Virginia lost her patience. "Oh, for heaven's sake ..." She made as if to get to her feet, but Eustace, with unexpected speed for such a large man, caught her wrist in his hand and pulled her back on to the grass. She looked angrily into his eyes and saw them cold as blue stones.

"Three good reasons," he said again.

She looked down at his hand on her arm. He made no effort to move it and she said, "There's no fridge."

"I'll lend you a meat-safe. Reason number two."

"I told you. It's got a spooky atmosphere. The children have never lived anywhere like that. They'd be frightened."
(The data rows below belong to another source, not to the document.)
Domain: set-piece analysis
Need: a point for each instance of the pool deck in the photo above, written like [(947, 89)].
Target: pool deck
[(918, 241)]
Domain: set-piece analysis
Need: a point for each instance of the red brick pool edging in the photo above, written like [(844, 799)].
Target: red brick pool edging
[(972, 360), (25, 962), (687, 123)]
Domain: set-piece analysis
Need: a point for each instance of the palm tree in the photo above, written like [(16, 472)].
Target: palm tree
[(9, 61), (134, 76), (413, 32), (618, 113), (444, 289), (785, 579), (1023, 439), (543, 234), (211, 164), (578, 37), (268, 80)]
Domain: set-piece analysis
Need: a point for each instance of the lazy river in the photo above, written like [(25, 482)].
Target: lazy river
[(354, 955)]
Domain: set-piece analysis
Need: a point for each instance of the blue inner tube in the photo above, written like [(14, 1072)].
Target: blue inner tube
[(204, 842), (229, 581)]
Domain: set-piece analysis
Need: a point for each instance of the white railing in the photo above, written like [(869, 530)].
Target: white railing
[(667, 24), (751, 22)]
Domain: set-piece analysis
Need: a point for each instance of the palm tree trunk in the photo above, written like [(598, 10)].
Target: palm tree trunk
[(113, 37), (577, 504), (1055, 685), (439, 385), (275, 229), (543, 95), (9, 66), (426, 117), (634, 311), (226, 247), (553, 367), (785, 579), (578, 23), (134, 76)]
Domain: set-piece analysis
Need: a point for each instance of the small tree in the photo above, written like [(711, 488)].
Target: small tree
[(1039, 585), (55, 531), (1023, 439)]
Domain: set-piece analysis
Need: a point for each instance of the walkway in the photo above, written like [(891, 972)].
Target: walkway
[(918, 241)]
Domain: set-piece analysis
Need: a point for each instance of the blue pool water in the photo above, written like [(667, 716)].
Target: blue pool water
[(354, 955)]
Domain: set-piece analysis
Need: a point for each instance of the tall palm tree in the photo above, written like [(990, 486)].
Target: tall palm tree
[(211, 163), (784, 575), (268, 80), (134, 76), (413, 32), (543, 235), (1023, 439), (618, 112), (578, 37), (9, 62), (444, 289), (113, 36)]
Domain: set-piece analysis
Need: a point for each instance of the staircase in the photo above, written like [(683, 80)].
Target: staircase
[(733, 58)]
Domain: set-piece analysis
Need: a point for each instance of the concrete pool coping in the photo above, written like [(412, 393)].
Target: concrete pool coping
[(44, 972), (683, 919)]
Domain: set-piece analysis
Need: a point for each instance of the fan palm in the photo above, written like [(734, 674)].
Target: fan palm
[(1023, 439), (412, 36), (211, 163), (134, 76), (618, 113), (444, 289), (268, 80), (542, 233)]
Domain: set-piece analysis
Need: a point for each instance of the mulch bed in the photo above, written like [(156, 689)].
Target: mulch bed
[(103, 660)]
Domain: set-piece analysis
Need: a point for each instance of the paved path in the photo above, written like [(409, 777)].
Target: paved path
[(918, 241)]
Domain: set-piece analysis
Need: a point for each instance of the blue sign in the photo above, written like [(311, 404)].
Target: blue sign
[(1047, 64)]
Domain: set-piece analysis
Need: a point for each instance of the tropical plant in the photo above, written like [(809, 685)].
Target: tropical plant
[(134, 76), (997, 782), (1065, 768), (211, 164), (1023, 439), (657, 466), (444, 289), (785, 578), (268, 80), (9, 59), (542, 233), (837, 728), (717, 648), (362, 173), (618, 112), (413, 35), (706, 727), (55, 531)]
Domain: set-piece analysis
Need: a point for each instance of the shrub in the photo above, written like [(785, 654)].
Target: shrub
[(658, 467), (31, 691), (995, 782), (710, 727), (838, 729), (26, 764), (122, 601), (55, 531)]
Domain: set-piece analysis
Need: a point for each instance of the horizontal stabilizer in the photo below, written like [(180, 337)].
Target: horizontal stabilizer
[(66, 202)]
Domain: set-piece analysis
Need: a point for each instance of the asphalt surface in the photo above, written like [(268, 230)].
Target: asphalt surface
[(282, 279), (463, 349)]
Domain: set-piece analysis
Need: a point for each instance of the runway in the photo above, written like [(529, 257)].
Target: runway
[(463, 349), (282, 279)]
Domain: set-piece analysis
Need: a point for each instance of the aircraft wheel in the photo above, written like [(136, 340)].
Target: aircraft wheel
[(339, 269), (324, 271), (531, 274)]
"Not unless they're as hen-brained as their mother. Now, number three."

Desperately she tried to think up some good, watertight reason, something that would convince Eustace of her nameless horror of the odd little house on the hill. But all she came out with was a string of petty excuses, each sounding more feeble than the last. "It's too small, and it's dirty, and where would I wash the children's things, and I don't even know it there's an iron for the ironing or a lawn-mower to cut the grass.

And there's no garden, just a sort of washing green place, and inside all the furniture is so depressing and ..."

He interrupted her. "These aren't reasons, Virginia, and you know they're not. They're just a lot of bloody excuses."

"Bloody excuses for
what?
"

"For not having a show-down with your mother-in-law or the old Nanny or possibly both. For making a scene and asserting yourself and bringing your own children up the way you want them to go."

Fury at him caught in her throat, a great lump that rendered her speechless. She felt the blood surge to her cheeks, she began to tremble, but although he must have seen all this, he went calmly on, saying all the terrible things that the voice in the back of her head had been saying for years, but to which she had never had the moral courage to pay any attention.